Nizwa, the ancient city.
Nizwa, the ancient capital of Oman, is a small but charming city. I specifically chose to visit on a Thursday because every Friday morning there is a cattle and sheep market. Oman is a relatively wealthy country, and most people, except for foreign workers, own cars, so public transportation is not well developed. The most convenient way to get to Nizwa from the capital is by carpooling, although the timing can be unpredictable. The journey takes about two and a half to three hours. Remember to tell the driver to drop you off at the Nizwa market, or else you might end up in the new city.
The old town of Nizwa is very small, and you can walk through the entire town in less than half an hour. The main attractions are the Nizwa Fort, the pottery market, the food market, and the coffee shops. Since people from all over come to Nizwa on Thursdays to sell or visit the Friday cattle and sheep market, it is almost impossible to find accommodation on Thursday nights. I managed to book the only available hotel, which had been open for just two weeks.
If you search for Nizwa online, the most iconic image is probably the aerial view of Nizwa Fort. I didn't have a drone, so I don't have a panoramic photo of the fort. Although the fort is not very large, it takes about an hour to explore it thoroughly.
The pottery market is even more beautiful when lit up at night, but it's crowded and hard to take photos. For me, the most fun was the food market. I noticed that all the shoppers here are men. When the vendors saw me, an East Asian woman, they were usually very surprised and then very enthusiastic, offering me fruits and vegetables. After a round of the vegetable market, I had already eaten apples, oranges, fresh dates, and more. Then I went to the sweets market, where every stall offered free samples. Again, all the shoppers were men. When they saw me, they immediately made way for me to try the samples. Some even encouraged me to try everything as if they owned the stalls. The main sweet to sample is called halwa, a jelly-like dessert made from vegetable oil, sugar, rose water, and saffron, with various nuts, spices, and dates added for different flavors. Although it was too sweet for me, as a spice lover, I couldn't stop eating it. If you want to bring these sweets back to Hong Kong, choose a stall that provides airtight containers and put the halwa in the fridge as soon as you get home. These stalls also offer free coffee to cleanse your palate between samples. The coffee here is unique, flavored with cardamom and saffron, which I really enjoyed. I also bought some local coffee and cardamom to take back to Hong Kong.
It's worth mentioning the coffee shops here, not for the quality of the coffee, but for the viewing corridors on the second floor of some shops. These corridors are actually part of the old city walls. The day I visited, they were open for free, but I saw them cleaning the area, so I knew they would start charging the next day. From the viewing corridors, you can see date palm trees and buildings, just like the scenery I imagined in Oman.

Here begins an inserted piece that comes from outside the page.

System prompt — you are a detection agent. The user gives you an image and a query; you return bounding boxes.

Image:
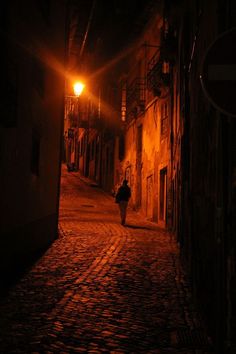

The next morning, I arrived at the cattle and sheep market at 7 AM, and it was already crowded, making it hard to find a good spot for photos. Unlike the market in Kashgar, Xinjiang, where sellers wait for customers to choose their cattle and sheep, here the sellers lead their sheep around a sandy arena for everyone to bid on. Some sellers hire professional speakers to lead their sheep and loudly promote their qualities. After an hour, my legs were tired from standing, so I walked around and found that about 20% of the market visitors were foreign tourists.
Oman was once a British colony, so everyone speaks English, making communication easy. The food is mainly grilled meat, but if you don't like that, there are also pizzas available.